Ivins was 'psychologically exhausted'
Some who knew Ivins said the scrutiny of the investigation was too much for him to bear. But they also asserted his innocence.
"The relentless pressure of accusation and innuendo takes its toll in different ways," his attorney, Paul F. Kemp, said in a statement. "In Dr. Ivins' case, it led to his untimely death."
Ivins had worked for the past 18 years at the government's biodefense labs at Fort Detrick. For more than a decade, he worked to develop an anthrax vaccine that worked even when different strains of anthrax were mixed, which made vaccines ineffective.
Dr. W. Russell Byrne, a colleague who worked in the bacteriology division of the Fort Detrick research facility, said Ivins was "hounded" by FBI agents who raided his home twice, and he was hospitalized for depression earlier this month.
According to Byrne and local police, Ivins was removed from his workplace out of fears that he might harm himself or others.

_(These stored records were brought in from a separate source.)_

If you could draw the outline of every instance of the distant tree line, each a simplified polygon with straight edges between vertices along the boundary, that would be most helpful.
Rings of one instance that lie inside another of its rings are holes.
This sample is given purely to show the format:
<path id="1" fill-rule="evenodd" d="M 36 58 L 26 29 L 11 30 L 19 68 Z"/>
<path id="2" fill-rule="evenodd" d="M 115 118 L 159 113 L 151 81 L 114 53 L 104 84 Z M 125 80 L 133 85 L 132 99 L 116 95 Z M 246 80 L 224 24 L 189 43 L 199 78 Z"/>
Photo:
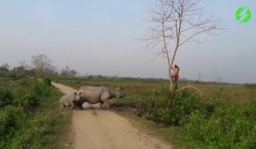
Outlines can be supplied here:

"I think he was just psychologically exhausted by the whole process," Byrne said.
Still, Byrne did not think the probe would result in charges being filed. "If he was about to be charged, no one who knew him well was aware of that, and I don't believe it," Byrne said.

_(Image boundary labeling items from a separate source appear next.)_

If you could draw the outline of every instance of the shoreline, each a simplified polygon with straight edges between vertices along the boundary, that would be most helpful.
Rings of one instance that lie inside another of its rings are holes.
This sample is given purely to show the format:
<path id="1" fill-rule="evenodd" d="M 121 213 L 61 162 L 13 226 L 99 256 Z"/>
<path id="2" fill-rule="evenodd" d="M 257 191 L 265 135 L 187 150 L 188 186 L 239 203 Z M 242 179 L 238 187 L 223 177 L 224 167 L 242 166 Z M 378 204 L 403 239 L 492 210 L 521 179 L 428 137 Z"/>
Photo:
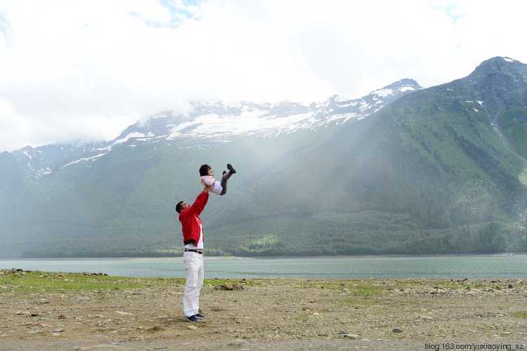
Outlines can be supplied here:
<path id="1" fill-rule="evenodd" d="M 189 323 L 184 279 L 0 272 L 0 350 L 25 342 L 69 350 L 424 350 L 438 340 L 527 350 L 527 279 L 207 279 L 205 319 Z M 221 289 L 227 282 L 243 289 Z"/>
<path id="2" fill-rule="evenodd" d="M 218 260 L 264 260 L 264 259 L 306 259 L 306 258 L 435 258 L 435 257 L 515 257 L 527 256 L 526 252 L 504 252 L 495 253 L 436 253 L 436 254 L 416 254 L 416 255 L 332 255 L 332 256 L 208 256 L 204 253 L 204 258 Z M 181 256 L 183 252 L 181 253 Z M 164 257 L 57 257 L 57 258 L 0 258 L 1 262 L 15 261 L 69 261 L 69 260 L 178 260 L 181 256 L 164 256 Z"/>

Neighbor Bonnie Duggan, who brought her daughter, Natalie, to Ivins' home near Fort Detrick on occasion to see the family's elaborate gardens, was also incredulous at the charges.
"It's not the Bruce that I knew," Duggan said. "It doesn't jive with anything about the Bruce that was my neighbor."
The Duggans maintained their faith in Ivins even though FBI agents had watched his home for a year, sitting in vehicles with tinted windows.
"They said, 'We're on official business,'" said 16-year-old Natalie Duggan.
'A quiet man'
Ivins is survived by his wife Diane and two adult children: a son, Andy, and a daughter, Amanda, as well as two brothers, Tom R. Ivins of Middletown, Ohio, and Charles W. Ivins of Etowah, N.C.
Diane Ivins was a stay-at-home mom who ran a daycare center out of the family's home, and the Ivinses were heavily involved in their children's activities, Bonnie Duggan said.
"They had this big red van and were always taking a bunch of kids to swim meets," she said.
Ivins could frequently be seen walking around his neighborhood for exercise. He volunteered with the American Red Cross of Frederick County, and he played keyboard and helped clean up after Masses at St. John's the Evangelist Roman Catholic Church, where a dozen parishioners gathered Friday after morning Mass to pray for him.
The Rev. Richard Murphy called Ivins "a quiet man. He was always very helpful and pleasant."